The recent acquisitions of Tianning Flavours, Taste Master & Hangman, have further strengthened Kerry’s authentic local taste capabilities. These contributed to a strong performance in the Meals EUM with the successful launch of both main menu items, as well as limited-time-offers with some foodservice partners in Greater China.
The Snacks EUM delivered good opportunities for growth due to the continued development of new snacking occasions across the region. These new occasions are driving considerable change, as local category leaders continue to innovate in bringing developed market concepts tailored to local taste preferences, the company writes.
Consumer Foods
According to Kerry, “Everyday Fresh” enjoyed a good quarter, as Richmond benefited from the 2017 relaunch in the UK and the Fire & Smoke range also continued to perform well. The traditional spreads category continued to be challenged. However, Dairygold had a solid performance in Ireland, as did the division’s softer butter technology through private label brands within the UK.

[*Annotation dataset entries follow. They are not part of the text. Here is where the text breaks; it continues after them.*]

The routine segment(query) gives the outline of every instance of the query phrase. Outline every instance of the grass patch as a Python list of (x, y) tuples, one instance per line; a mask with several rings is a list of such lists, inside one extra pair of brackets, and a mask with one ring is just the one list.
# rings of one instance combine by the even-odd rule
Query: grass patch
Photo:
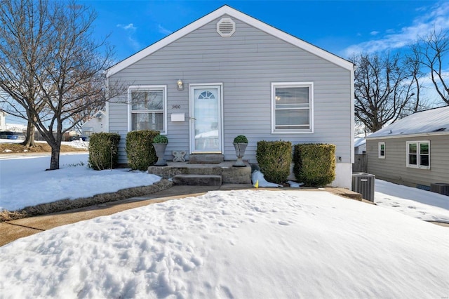
[(116, 192), (103, 193), (91, 197), (82, 197), (76, 199), (61, 199), (48, 204), (41, 204), (37, 206), (27, 206), (18, 211), (0, 211), (0, 222), (25, 218), (27, 217), (46, 215), (74, 208), (84, 208), (95, 206), (105, 202), (117, 201), (132, 197), (141, 197), (156, 193), (172, 187), (173, 182), (162, 179), (149, 186), (135, 187), (122, 189)]
[[(87, 152), (87, 150), (61, 145), (61, 152)], [(36, 142), (36, 147), (27, 148), (20, 143), (0, 143), (1, 154), (17, 154), (27, 152), (51, 152), (51, 147), (46, 142)]]

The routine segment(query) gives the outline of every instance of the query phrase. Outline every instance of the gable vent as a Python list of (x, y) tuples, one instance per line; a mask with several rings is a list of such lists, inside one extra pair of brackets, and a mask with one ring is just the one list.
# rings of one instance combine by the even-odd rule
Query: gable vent
[(236, 32), (236, 22), (230, 18), (222, 18), (217, 23), (217, 32), (223, 37), (229, 37)]

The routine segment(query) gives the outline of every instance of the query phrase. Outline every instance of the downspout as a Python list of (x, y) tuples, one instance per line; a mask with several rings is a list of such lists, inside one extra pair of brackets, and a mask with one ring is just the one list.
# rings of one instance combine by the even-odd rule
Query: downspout
[(354, 65), (352, 70), (351, 70), (351, 164), (354, 163), (354, 137), (355, 137), (355, 109), (354, 109), (354, 72), (357, 69), (357, 66)]

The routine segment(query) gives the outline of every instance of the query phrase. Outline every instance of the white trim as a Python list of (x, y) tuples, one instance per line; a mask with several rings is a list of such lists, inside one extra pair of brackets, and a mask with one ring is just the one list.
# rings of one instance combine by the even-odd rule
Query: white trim
[[(409, 164), (408, 155), (409, 153), (409, 147), (408, 145), (412, 143), (416, 143), (416, 165)], [(421, 143), (429, 143), (429, 166), (422, 166), (420, 163), (420, 156), (421, 154), (421, 148), (420, 145)], [(414, 141), (406, 141), (406, 166), (410, 168), (418, 168), (418, 169), (430, 169), (430, 140), (414, 140)]]
[(273, 35), (277, 38), (279, 38), (284, 41), (290, 43), (298, 48), (302, 48), (307, 52), (316, 55), (323, 59), (325, 59), (332, 63), (334, 63), (344, 69), (349, 71), (353, 70), (354, 64), (348, 60), (346, 60), (340, 57), (338, 57), (330, 52), (324, 51), (318, 48), (311, 44), (309, 44), (304, 41), (302, 41), (293, 35), (288, 34), (279, 29), (274, 28), (272, 26), (269, 25), (263, 22), (261, 22), (253, 17), (249, 16), (245, 13), (243, 13), (239, 11), (236, 11), (227, 5), (222, 6), (221, 8), (211, 12), (210, 13), (206, 15), (203, 18), (201, 18), (196, 21), (190, 23), (189, 25), (180, 29), (179, 30), (172, 33), (168, 36), (159, 40), (159, 41), (153, 44), (152, 45), (145, 48), (145, 49), (136, 53), (135, 54), (128, 57), (128, 58), (121, 60), (116, 65), (108, 69), (106, 77), (109, 77), (114, 74), (120, 72), (121, 70), (129, 67), (130, 65), (137, 62), (141, 59), (148, 56), (149, 55), (156, 52), (156, 51), (165, 47), (166, 46), (175, 41), (181, 37), (188, 34), (189, 33), (200, 28), (202, 26), (212, 22), (223, 15), (228, 15), (230, 17), (240, 20), (257, 29), (259, 29), (263, 32)]
[(420, 133), (419, 134), (393, 135), (391, 136), (377, 136), (377, 137), (368, 136), (366, 137), (366, 140), (376, 140), (378, 139), (413, 138), (414, 137), (439, 136), (440, 135), (449, 135), (449, 131)]
[[(203, 152), (197, 152), (194, 150), (194, 145), (192, 144), (192, 134), (194, 134), (194, 133), (193, 132), (193, 128), (194, 126), (192, 124), (192, 116), (194, 114), (193, 112), (193, 109), (194, 109), (194, 105), (192, 105), (192, 100), (194, 98), (194, 91), (195, 88), (207, 88), (208, 87), (217, 87), (220, 88), (220, 119), (219, 119), (219, 124), (218, 124), (218, 126), (219, 126), (219, 132), (220, 132), (220, 152), (216, 152), (216, 153), (220, 153), (220, 154), (224, 154), (224, 121), (223, 121), (223, 84), (222, 83), (204, 83), (204, 84), (201, 84), (201, 83), (192, 83), (192, 84), (189, 84), (189, 105), (190, 106), (190, 108), (189, 109), (189, 150), (190, 151), (190, 154), (195, 154), (195, 153), (199, 153), (201, 154)], [(215, 153), (215, 152), (214, 152), (214, 153)]]
[[(356, 112), (355, 112), (355, 108), (354, 108), (354, 102), (355, 102), (355, 99), (354, 99), (354, 95), (355, 95), (355, 92), (354, 92), (354, 72), (356, 69), (356, 67), (354, 65), (352, 67), (352, 69), (351, 70), (351, 114), (350, 114), (350, 121), (351, 121), (351, 135), (349, 136), (349, 139), (351, 140), (351, 150), (350, 150), (350, 155), (351, 155), (351, 164), (354, 164), (355, 163), (355, 152), (356, 152), (356, 149), (355, 149), (355, 146), (354, 146), (354, 136), (356, 135), (355, 134), (355, 131), (356, 131), (356, 124), (355, 124), (355, 120), (354, 120), (354, 116), (356, 115)], [(352, 180), (352, 178), (351, 178)]]
[[(309, 96), (310, 97), (309, 106), (310, 128), (304, 130), (276, 130), (276, 101), (274, 100), (274, 90), (277, 86), (309, 87)], [(310, 134), (314, 133), (314, 82), (272, 82), (272, 96), (270, 97), (270, 101), (272, 107), (272, 134)]]
[(128, 88), (128, 131), (131, 131), (131, 91), (163, 91), (163, 131), (161, 135), (166, 135), (167, 130), (167, 86), (166, 85), (131, 85)]
[[(382, 156), (382, 154), (380, 154), (380, 146), (383, 145), (384, 146), (384, 155)], [(387, 150), (387, 147), (385, 147), (385, 142), (378, 142), (377, 143), (377, 158), (379, 159), (385, 159), (385, 156), (387, 155), (387, 152), (385, 152), (385, 150)]]

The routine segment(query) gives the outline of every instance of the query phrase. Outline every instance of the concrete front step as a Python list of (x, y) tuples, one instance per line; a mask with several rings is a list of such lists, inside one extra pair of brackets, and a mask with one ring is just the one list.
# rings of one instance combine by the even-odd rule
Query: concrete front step
[(175, 185), (188, 186), (221, 186), (222, 176), (213, 175), (176, 175)]
[(189, 163), (196, 164), (219, 164), (223, 162), (224, 156), (222, 154), (192, 154), (189, 156)]
[(173, 178), (177, 175), (220, 175), (223, 184), (251, 184), (251, 166), (233, 167), (234, 161), (215, 164), (192, 164), (187, 162), (168, 161), (166, 166), (148, 167), (148, 173), (163, 178)]

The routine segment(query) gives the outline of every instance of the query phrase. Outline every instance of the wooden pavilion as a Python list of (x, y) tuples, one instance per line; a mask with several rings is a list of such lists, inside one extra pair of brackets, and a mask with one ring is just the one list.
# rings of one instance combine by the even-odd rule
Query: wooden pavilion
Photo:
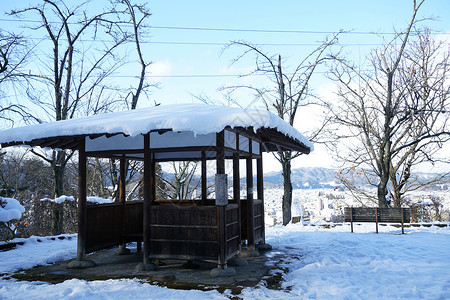
[[(216, 262), (218, 269), (241, 251), (265, 242), (262, 153), (299, 151), (312, 145), (274, 114), (210, 105), (172, 105), (13, 128), (0, 132), (2, 147), (27, 145), (78, 151), (78, 247), (73, 267), (93, 266), (86, 254), (143, 241), (143, 269), (152, 259)], [(120, 203), (87, 205), (88, 157), (120, 160)], [(126, 161), (143, 161), (141, 201), (125, 201)], [(215, 199), (208, 199), (207, 161), (216, 162)], [(225, 161), (232, 161), (232, 195)], [(156, 199), (155, 164), (201, 162), (201, 199)], [(245, 161), (246, 197), (240, 195)], [(253, 165), (256, 163), (256, 194)], [(87, 263), (86, 263), (87, 262)]]

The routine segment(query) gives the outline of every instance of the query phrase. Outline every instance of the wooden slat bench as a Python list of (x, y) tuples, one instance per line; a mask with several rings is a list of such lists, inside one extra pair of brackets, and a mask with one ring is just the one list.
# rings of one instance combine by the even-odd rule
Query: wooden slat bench
[(353, 222), (375, 222), (378, 233), (378, 223), (401, 223), (402, 234), (405, 233), (403, 223), (410, 223), (411, 212), (404, 207), (345, 207), (345, 222), (351, 222), (351, 232), (353, 232)]

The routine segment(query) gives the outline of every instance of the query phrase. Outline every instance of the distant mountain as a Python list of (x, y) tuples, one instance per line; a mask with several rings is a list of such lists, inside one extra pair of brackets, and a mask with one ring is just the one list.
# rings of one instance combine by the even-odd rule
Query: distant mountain
[[(292, 170), (291, 180), (292, 187), (294, 189), (334, 189), (343, 188), (343, 185), (338, 181), (336, 169), (328, 168), (298, 168)], [(433, 178), (438, 178), (443, 174), (437, 173), (423, 173), (417, 172), (413, 174), (413, 177), (417, 178), (420, 182), (430, 182)], [(445, 176), (447, 183), (430, 184), (427, 189), (448, 189), (450, 186), (450, 175)], [(364, 178), (353, 178), (356, 185), (359, 187), (369, 187)], [(444, 180), (445, 181), (445, 180)], [(245, 183), (245, 181), (244, 181)], [(265, 187), (283, 187), (283, 176), (280, 172), (269, 172), (264, 174)]]
[[(294, 189), (336, 188), (341, 186), (336, 180), (336, 170), (328, 168), (299, 168), (293, 169), (291, 174)], [(267, 187), (282, 187), (283, 176), (281, 172), (264, 174), (264, 183)]]

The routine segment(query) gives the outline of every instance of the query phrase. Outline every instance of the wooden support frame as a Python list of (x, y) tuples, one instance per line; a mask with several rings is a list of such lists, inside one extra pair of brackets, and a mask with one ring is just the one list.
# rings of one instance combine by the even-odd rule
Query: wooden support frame
[[(119, 170), (119, 202), (122, 204), (122, 209), (121, 209), (121, 226), (120, 226), (120, 232), (121, 232), (121, 236), (122, 238), (125, 235), (126, 232), (126, 225), (127, 225), (127, 220), (126, 220), (126, 176), (127, 176), (127, 161), (125, 159), (125, 155), (122, 155), (122, 158), (120, 159), (120, 170)], [(121, 245), (122, 248), (126, 247), (126, 243), (125, 241), (122, 242)]]
[(150, 134), (144, 135), (144, 205), (143, 205), (143, 240), (144, 240), (144, 265), (150, 261), (150, 209), (152, 203), (151, 175), (152, 161), (150, 153)]
[(262, 160), (262, 146), (259, 145), (259, 149), (261, 153), (261, 156), (256, 159), (256, 189), (257, 189), (257, 195), (258, 199), (262, 201), (263, 206), (263, 212), (262, 212), (262, 238), (263, 238), (263, 244), (266, 243), (266, 226), (265, 226), (265, 220), (264, 220), (264, 172), (263, 172), (263, 160)]
[[(216, 173), (225, 174), (225, 140), (224, 131), (217, 133), (217, 157), (216, 157)], [(225, 221), (225, 208), (224, 205), (216, 205), (217, 210), (217, 241), (219, 246), (218, 253), (218, 268), (225, 269), (227, 267), (227, 253), (226, 253), (226, 221)]]
[(202, 151), (202, 160), (201, 160), (201, 186), (202, 186), (202, 199), (201, 204), (206, 205), (207, 192), (208, 192), (208, 178), (207, 178), (207, 166), (206, 166), (206, 153)]
[(84, 139), (80, 142), (78, 149), (78, 240), (77, 240), (77, 260), (86, 259), (86, 177), (87, 177), (87, 158)]
[(249, 141), (249, 156), (246, 158), (247, 176), (247, 250), (255, 251), (255, 213), (253, 202), (253, 158), (252, 140)]

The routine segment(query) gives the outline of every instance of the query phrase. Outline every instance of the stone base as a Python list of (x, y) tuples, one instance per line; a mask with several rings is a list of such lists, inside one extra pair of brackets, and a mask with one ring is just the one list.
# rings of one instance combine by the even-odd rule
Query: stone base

“Convenience Meal Solutions” were impacted by reduced promotional activity in the quarter. “Food to Go” had a strong performance across both the Cheestrings and Fridge Raiders ranges, as they consolidated leadership positions in their target markets. Rollover also continued to grow strongly with some new listings. Overall divisional volumes in the quarter were impacted by extremely cold weather spells in March. The Brexit mitigation program made further progress in the quarter and is on track to deliver on its objectives.
Meanwhile, it was announced that Michael Dowling has retired from the Board following the AGM and will be succeeded as Chairman by Philip Toomey who joined the Board in February 2012 and was appointed as Senior Independent Director to the Board. He was appointed Chairman of the Audit Committee in February 2013. Toomey will step down from the Audit Committee and as Senior Independent Director on taking up the position as Chairman of the Board of Directors.